Two days previously, Accila, in his capacity as treasurer, had announced that he was switching his basis of account from silver to gold. That was when there were a hundred and six silver tremisses to the gold stamen. The net, he then informed us, stood at four hundred and ninety stamina; just ten more to go and the arithmetic would be really straightforward.
“We can’t,” Teuta replied with his mouth full. “It’s gone too far. They know our names. We’re respectable. For crying out loud, we had the Secretary of War in here yesterday.”
“We wouldn’t be able to stay in the City, agreed,” Razo said. “So what? The world’s a big place, especially if you’ve got a hundred stamina in your pocket. We could go anywhere.”

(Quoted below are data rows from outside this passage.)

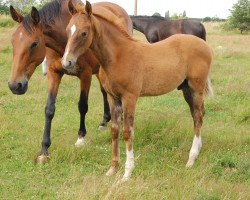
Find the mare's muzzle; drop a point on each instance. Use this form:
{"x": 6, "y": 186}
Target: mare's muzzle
{"x": 19, "y": 87}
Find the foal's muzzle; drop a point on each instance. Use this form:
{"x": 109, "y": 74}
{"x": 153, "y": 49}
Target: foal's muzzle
{"x": 68, "y": 64}
{"x": 19, "y": 87}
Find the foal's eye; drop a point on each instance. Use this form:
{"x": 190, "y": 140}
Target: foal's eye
{"x": 34, "y": 45}
{"x": 84, "y": 34}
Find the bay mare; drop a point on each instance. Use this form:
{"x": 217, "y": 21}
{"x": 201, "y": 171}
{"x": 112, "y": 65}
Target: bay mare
{"x": 130, "y": 69}
{"x": 43, "y": 33}
{"x": 157, "y": 28}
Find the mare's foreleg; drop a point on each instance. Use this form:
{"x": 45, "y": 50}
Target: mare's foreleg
{"x": 85, "y": 79}
{"x": 197, "y": 107}
{"x": 54, "y": 80}
{"x": 129, "y": 104}
{"x": 116, "y": 112}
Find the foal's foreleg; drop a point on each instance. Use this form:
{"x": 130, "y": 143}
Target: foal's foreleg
{"x": 116, "y": 112}
{"x": 85, "y": 79}
{"x": 198, "y": 114}
{"x": 54, "y": 80}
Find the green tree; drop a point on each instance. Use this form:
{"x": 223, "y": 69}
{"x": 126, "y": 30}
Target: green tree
{"x": 240, "y": 16}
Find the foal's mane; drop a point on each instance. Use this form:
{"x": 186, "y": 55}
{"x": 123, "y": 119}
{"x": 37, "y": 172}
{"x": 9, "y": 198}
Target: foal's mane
{"x": 108, "y": 19}
{"x": 47, "y": 14}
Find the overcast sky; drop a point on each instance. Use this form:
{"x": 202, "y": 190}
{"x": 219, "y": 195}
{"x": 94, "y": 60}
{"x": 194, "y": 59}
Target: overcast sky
{"x": 193, "y": 8}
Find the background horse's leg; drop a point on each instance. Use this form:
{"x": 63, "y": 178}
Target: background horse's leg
{"x": 106, "y": 114}
{"x": 198, "y": 114}
{"x": 129, "y": 104}
{"x": 116, "y": 112}
{"x": 85, "y": 78}
{"x": 54, "y": 80}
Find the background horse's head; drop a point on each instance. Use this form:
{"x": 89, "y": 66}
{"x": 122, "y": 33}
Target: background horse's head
{"x": 80, "y": 34}
{"x": 28, "y": 49}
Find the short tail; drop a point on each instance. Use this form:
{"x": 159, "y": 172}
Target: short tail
{"x": 208, "y": 89}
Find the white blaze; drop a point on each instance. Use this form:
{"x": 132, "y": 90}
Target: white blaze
{"x": 73, "y": 29}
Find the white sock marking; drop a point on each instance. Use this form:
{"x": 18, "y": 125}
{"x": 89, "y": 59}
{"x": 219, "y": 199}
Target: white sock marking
{"x": 195, "y": 150}
{"x": 45, "y": 66}
{"x": 79, "y": 142}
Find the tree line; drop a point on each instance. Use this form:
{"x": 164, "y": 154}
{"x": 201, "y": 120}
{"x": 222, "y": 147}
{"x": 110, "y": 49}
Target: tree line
{"x": 239, "y": 18}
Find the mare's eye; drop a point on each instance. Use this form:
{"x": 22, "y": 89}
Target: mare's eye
{"x": 34, "y": 45}
{"x": 84, "y": 34}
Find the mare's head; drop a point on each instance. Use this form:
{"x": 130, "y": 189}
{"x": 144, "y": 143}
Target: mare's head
{"x": 80, "y": 34}
{"x": 28, "y": 49}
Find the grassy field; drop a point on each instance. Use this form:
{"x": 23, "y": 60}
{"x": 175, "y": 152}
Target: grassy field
{"x": 163, "y": 137}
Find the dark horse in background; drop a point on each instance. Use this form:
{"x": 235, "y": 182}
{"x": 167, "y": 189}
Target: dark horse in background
{"x": 157, "y": 28}
{"x": 43, "y": 33}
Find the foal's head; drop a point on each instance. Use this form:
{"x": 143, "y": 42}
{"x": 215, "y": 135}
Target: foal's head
{"x": 80, "y": 34}
{"x": 28, "y": 49}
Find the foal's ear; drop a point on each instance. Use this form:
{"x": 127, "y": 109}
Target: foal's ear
{"x": 35, "y": 15}
{"x": 88, "y": 8}
{"x": 72, "y": 8}
{"x": 16, "y": 16}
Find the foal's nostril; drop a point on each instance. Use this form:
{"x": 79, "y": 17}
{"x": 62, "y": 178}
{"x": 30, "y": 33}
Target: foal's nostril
{"x": 19, "y": 86}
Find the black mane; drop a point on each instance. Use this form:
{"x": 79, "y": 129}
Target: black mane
{"x": 47, "y": 13}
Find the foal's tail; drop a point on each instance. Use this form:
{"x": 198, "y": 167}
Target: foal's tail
{"x": 208, "y": 88}
{"x": 203, "y": 32}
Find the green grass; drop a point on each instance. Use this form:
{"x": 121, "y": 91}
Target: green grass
{"x": 163, "y": 137}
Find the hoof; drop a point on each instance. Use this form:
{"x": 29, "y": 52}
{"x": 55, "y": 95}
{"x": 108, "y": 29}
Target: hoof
{"x": 42, "y": 159}
{"x": 112, "y": 170}
{"x": 79, "y": 143}
{"x": 191, "y": 160}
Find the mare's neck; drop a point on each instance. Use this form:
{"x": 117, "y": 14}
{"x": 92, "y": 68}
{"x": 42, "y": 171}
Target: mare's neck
{"x": 140, "y": 24}
{"x": 55, "y": 35}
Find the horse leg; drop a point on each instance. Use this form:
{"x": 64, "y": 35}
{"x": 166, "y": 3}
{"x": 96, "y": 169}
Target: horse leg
{"x": 116, "y": 112}
{"x": 106, "y": 115}
{"x": 129, "y": 104}
{"x": 187, "y": 93}
{"x": 54, "y": 80}
{"x": 198, "y": 114}
{"x": 85, "y": 79}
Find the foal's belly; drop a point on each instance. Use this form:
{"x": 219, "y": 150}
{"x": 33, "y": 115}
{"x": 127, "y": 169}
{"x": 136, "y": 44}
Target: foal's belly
{"x": 161, "y": 81}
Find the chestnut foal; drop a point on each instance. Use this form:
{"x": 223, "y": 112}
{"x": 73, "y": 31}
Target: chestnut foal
{"x": 43, "y": 33}
{"x": 130, "y": 69}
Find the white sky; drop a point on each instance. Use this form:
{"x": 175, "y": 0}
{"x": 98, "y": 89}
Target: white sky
{"x": 194, "y": 8}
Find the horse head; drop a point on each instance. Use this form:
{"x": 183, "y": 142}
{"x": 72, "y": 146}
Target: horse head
{"x": 28, "y": 49}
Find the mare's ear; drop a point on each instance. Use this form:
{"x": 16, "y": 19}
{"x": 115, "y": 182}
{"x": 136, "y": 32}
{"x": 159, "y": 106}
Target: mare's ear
{"x": 35, "y": 15}
{"x": 88, "y": 8}
{"x": 72, "y": 8}
{"x": 16, "y": 16}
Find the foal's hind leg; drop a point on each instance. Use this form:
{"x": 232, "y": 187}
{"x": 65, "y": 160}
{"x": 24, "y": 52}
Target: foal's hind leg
{"x": 85, "y": 78}
{"x": 197, "y": 110}
{"x": 106, "y": 114}
{"x": 116, "y": 112}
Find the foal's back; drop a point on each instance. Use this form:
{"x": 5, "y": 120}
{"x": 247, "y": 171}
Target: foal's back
{"x": 166, "y": 64}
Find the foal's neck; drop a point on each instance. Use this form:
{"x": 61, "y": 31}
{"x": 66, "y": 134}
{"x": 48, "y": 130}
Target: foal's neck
{"x": 108, "y": 42}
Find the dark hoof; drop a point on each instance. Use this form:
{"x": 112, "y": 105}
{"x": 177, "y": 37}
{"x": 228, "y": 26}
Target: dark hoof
{"x": 42, "y": 159}
{"x": 102, "y": 126}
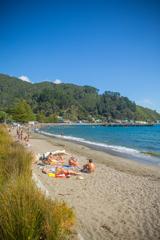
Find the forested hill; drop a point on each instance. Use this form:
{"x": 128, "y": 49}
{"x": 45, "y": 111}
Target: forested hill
{"x": 70, "y": 101}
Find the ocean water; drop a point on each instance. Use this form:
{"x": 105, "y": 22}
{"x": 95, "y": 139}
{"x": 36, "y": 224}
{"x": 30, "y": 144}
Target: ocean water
{"x": 130, "y": 142}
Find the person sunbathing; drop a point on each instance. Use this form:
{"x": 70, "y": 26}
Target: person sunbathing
{"x": 73, "y": 162}
{"x": 89, "y": 167}
{"x": 67, "y": 172}
{"x": 49, "y": 159}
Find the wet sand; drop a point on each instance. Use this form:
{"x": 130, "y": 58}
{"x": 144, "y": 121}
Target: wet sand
{"x": 120, "y": 200}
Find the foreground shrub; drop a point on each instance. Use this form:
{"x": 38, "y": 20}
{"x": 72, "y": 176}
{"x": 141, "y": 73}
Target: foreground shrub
{"x": 26, "y": 214}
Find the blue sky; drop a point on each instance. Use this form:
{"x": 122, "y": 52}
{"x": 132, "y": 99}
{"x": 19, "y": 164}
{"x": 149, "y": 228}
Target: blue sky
{"x": 112, "y": 44}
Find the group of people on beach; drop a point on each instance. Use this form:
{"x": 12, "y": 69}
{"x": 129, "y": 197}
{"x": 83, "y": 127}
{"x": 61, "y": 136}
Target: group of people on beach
{"x": 59, "y": 169}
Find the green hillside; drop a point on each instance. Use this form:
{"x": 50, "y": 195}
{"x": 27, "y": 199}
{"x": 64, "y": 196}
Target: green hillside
{"x": 70, "y": 101}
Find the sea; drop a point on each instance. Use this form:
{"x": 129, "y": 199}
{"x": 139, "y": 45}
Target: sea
{"x": 135, "y": 143}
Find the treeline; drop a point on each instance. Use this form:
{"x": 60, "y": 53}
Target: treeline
{"x": 48, "y": 100}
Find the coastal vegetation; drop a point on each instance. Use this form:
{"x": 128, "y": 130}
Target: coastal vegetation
{"x": 46, "y": 100}
{"x": 25, "y": 213}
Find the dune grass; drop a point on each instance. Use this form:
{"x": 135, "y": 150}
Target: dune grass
{"x": 25, "y": 213}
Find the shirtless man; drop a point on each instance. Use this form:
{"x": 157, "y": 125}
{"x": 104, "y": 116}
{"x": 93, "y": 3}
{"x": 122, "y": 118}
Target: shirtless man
{"x": 89, "y": 167}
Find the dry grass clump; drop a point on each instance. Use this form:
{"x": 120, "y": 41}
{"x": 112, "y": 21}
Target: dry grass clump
{"x": 25, "y": 213}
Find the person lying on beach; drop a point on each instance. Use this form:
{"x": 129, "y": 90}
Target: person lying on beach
{"x": 73, "y": 162}
{"x": 68, "y": 172}
{"x": 89, "y": 167}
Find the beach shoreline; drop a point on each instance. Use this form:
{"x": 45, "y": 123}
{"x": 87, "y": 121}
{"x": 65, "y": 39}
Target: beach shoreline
{"x": 104, "y": 157}
{"x": 132, "y": 151}
{"x": 120, "y": 200}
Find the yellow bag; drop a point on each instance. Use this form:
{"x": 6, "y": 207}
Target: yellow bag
{"x": 51, "y": 175}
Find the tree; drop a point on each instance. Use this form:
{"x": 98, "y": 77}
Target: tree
{"x": 22, "y": 112}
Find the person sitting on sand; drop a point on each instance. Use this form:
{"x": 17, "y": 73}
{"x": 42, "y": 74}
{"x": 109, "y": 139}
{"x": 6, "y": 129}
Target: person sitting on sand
{"x": 73, "y": 162}
{"x": 89, "y": 167}
{"x": 48, "y": 160}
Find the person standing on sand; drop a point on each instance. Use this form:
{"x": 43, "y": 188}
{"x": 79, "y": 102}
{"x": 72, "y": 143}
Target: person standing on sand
{"x": 89, "y": 167}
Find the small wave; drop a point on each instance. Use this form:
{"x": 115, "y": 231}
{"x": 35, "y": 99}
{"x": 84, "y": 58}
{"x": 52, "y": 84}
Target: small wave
{"x": 120, "y": 149}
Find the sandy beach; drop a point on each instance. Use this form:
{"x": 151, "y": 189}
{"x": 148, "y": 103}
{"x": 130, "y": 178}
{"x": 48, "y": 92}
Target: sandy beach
{"x": 120, "y": 200}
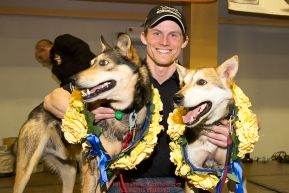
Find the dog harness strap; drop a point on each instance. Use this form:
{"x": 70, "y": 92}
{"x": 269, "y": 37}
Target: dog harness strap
{"x": 96, "y": 149}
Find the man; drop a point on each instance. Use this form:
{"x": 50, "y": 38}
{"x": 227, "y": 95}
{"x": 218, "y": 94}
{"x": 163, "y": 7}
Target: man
{"x": 164, "y": 36}
{"x": 68, "y": 55}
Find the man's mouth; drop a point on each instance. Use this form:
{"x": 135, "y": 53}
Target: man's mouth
{"x": 163, "y": 50}
{"x": 195, "y": 113}
{"x": 96, "y": 90}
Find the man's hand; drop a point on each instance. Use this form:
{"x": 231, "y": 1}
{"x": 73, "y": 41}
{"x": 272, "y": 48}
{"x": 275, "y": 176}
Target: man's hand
{"x": 220, "y": 134}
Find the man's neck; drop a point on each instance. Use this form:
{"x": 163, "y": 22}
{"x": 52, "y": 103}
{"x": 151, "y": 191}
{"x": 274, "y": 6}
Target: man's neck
{"x": 161, "y": 73}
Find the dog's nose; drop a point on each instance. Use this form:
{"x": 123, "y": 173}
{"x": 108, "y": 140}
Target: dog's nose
{"x": 73, "y": 79}
{"x": 178, "y": 98}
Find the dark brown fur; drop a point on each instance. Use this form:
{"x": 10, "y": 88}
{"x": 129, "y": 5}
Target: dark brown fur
{"x": 41, "y": 135}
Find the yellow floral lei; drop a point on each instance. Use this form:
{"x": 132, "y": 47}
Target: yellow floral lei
{"x": 246, "y": 126}
{"x": 75, "y": 128}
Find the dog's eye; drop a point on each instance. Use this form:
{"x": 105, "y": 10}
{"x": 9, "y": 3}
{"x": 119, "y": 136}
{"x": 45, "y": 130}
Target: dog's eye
{"x": 103, "y": 62}
{"x": 92, "y": 62}
{"x": 201, "y": 82}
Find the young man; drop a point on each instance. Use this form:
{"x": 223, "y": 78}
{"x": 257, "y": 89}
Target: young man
{"x": 68, "y": 55}
{"x": 164, "y": 36}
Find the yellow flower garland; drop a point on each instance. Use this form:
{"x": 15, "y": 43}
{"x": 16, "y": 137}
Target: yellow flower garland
{"x": 75, "y": 128}
{"x": 246, "y": 125}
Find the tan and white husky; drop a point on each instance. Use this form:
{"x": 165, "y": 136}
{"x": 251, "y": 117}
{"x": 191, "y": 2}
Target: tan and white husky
{"x": 207, "y": 95}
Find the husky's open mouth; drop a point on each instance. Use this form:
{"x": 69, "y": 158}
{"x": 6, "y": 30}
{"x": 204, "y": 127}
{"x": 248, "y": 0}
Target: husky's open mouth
{"x": 195, "y": 113}
{"x": 94, "y": 91}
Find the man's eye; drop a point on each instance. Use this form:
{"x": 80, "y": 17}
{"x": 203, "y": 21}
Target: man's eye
{"x": 103, "y": 62}
{"x": 201, "y": 82}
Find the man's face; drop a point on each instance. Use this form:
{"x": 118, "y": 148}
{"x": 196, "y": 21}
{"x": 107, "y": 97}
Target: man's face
{"x": 164, "y": 42}
{"x": 43, "y": 55}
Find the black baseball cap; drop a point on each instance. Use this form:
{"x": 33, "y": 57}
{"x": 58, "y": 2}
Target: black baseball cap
{"x": 166, "y": 12}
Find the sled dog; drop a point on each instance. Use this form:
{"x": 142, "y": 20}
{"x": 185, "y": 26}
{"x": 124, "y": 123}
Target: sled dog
{"x": 207, "y": 95}
{"x": 117, "y": 75}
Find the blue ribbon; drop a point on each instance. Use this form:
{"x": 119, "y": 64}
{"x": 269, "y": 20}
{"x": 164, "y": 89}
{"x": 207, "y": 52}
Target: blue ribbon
{"x": 237, "y": 168}
{"x": 96, "y": 150}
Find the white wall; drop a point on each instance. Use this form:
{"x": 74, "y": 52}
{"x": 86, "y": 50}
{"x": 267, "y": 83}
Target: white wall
{"x": 263, "y": 53}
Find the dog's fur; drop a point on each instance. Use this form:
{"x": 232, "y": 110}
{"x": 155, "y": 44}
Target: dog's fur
{"x": 207, "y": 94}
{"x": 117, "y": 75}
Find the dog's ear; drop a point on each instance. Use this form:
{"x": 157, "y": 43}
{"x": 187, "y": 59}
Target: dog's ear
{"x": 228, "y": 69}
{"x": 182, "y": 71}
{"x": 104, "y": 45}
{"x": 127, "y": 49}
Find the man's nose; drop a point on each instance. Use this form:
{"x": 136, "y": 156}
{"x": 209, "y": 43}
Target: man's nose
{"x": 164, "y": 41}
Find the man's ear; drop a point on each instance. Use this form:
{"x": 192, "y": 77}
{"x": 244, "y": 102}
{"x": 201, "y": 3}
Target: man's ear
{"x": 143, "y": 38}
{"x": 185, "y": 42}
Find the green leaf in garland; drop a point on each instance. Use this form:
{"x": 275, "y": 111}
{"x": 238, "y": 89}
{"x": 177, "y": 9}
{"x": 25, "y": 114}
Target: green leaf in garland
{"x": 202, "y": 173}
{"x": 236, "y": 145}
{"x": 182, "y": 140}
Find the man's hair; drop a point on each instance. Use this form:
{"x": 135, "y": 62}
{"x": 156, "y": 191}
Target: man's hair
{"x": 43, "y": 43}
{"x": 147, "y": 27}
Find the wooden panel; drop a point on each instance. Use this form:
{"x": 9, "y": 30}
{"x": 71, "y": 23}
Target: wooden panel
{"x": 203, "y": 34}
{"x": 176, "y": 2}
{"x": 127, "y": 16}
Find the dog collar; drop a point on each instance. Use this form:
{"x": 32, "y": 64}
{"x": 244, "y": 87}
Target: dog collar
{"x": 244, "y": 137}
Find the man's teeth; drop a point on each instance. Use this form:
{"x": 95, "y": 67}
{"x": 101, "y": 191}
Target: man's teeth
{"x": 164, "y": 51}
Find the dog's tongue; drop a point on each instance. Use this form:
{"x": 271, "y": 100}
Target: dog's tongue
{"x": 187, "y": 118}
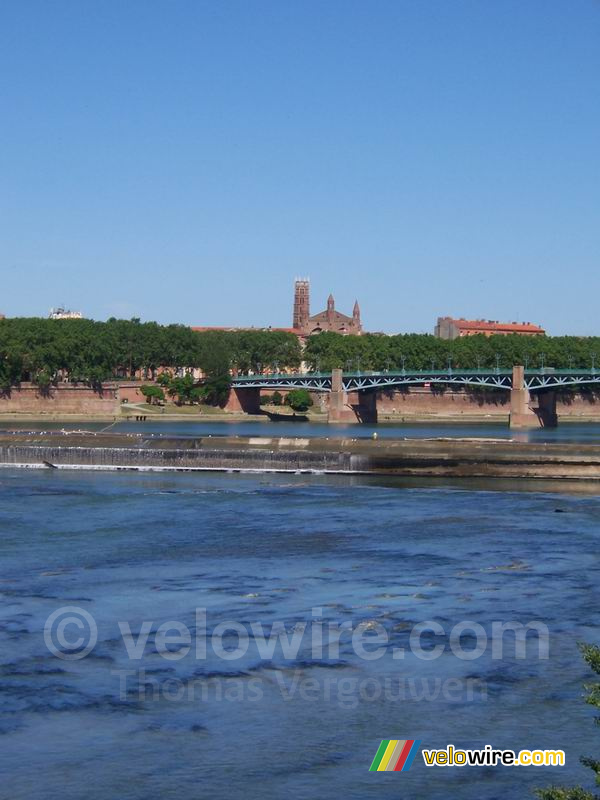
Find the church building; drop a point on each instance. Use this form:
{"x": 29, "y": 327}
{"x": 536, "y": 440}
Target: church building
{"x": 328, "y": 320}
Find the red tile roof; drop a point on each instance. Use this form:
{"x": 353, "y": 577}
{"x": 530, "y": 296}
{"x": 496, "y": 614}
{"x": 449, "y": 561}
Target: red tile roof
{"x": 491, "y": 325}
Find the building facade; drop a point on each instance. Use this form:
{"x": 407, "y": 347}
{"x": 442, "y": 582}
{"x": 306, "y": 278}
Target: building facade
{"x": 328, "y": 320}
{"x": 450, "y": 328}
{"x": 64, "y": 313}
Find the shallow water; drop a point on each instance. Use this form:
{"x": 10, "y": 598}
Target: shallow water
{"x": 289, "y": 549}
{"x": 567, "y": 432}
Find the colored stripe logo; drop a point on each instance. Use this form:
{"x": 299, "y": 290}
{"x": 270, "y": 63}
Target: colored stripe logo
{"x": 395, "y": 755}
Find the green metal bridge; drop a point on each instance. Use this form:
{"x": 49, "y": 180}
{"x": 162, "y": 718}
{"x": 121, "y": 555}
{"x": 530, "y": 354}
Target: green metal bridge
{"x": 534, "y": 379}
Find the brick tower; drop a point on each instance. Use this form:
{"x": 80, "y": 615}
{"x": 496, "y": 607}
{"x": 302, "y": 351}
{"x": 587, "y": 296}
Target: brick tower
{"x": 301, "y": 303}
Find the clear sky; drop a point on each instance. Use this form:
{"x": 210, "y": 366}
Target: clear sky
{"x": 183, "y": 160}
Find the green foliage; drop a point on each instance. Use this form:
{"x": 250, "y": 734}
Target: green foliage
{"x": 591, "y": 655}
{"x": 299, "y": 400}
{"x": 275, "y": 399}
{"x": 81, "y": 350}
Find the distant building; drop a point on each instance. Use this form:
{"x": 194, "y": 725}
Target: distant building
{"x": 63, "y": 313}
{"x": 450, "y": 328}
{"x": 328, "y": 320}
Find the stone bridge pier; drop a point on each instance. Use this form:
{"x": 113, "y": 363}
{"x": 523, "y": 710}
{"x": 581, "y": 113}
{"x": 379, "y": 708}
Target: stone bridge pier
{"x": 354, "y": 406}
{"x": 243, "y": 399}
{"x": 524, "y": 413}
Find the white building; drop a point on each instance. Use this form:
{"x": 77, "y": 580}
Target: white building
{"x": 64, "y": 313}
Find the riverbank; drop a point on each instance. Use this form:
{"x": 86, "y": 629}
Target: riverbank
{"x": 480, "y": 458}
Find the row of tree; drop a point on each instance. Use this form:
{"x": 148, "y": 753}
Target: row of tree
{"x": 45, "y": 351}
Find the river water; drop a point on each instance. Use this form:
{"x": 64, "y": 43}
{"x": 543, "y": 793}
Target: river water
{"x": 134, "y": 548}
{"x": 567, "y": 432}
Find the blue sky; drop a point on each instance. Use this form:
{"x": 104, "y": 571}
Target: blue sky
{"x": 183, "y": 161}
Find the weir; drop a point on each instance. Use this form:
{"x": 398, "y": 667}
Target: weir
{"x": 401, "y": 457}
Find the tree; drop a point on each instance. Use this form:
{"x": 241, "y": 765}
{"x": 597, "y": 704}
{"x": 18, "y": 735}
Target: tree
{"x": 299, "y": 400}
{"x": 591, "y": 655}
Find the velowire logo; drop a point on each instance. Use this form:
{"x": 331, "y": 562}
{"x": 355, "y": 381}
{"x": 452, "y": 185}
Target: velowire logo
{"x": 395, "y": 755}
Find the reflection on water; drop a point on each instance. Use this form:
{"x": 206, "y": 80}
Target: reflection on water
{"x": 567, "y": 432}
{"x": 270, "y": 548}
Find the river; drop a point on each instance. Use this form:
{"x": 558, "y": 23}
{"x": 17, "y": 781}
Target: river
{"x": 580, "y": 432}
{"x": 130, "y": 549}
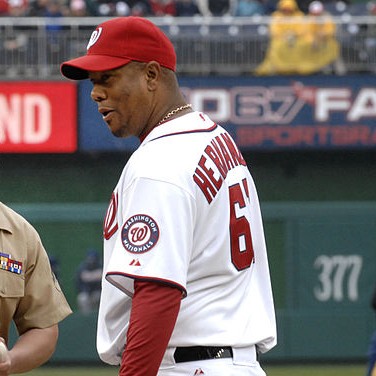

“I’m not sure I want to give up,” Teuta said. “Whatever the hell it is we’re doing, it seems like it’s working. And I like having Cabinet ministers calling me your Grace. It sort of makes up for some of the other stuff, if you see what I mean.” He yawned, and swung round in his chair. “Zan? What do you think?”
Zanipulus shrugged. “I agree, it makes a pleasant change being respectable, and the money’s nice. And I don’t think for one moment it’ll last forever. Sooner or later this weird run of
luck’s going to peter out, people will stop curing themselves and saying it was us, and the whole thing will grind to a halt. Until then, I say we carry on milking it for everything we can. You only get something like this once in a lifetime. And it’s not like any of us have any other means of making a living.”
Nobody, please note, seemed interested in what I’d got to say. My own fault, I guess. I’d spoken inadvisably a couple of times, and my opinion was no longer welcome. I gave it anyway.
“I vote we carry on,” I said. “Yes, we’re making money. We’re also healing the sick. Don’t pull faces, Razo, you’ll stick like it. We’re healing the sick, or they’re healing themselves because of us, makes no real difference. What matters is, it’s happening. If we give up now—”
“Don’t start,” Teuta said ominously.
“Too late,” I shouted, and they all looked at me. “For pity’s sake,” I said, “can’t you see it? We’ve started something here. People believe in us. They believe so strongly that they’re curing themselves, like in that Mezentine’s experiment. Zan, you’re a scientist, aren’t you just the tiniest bit curious? It’s an extraordinary thing.”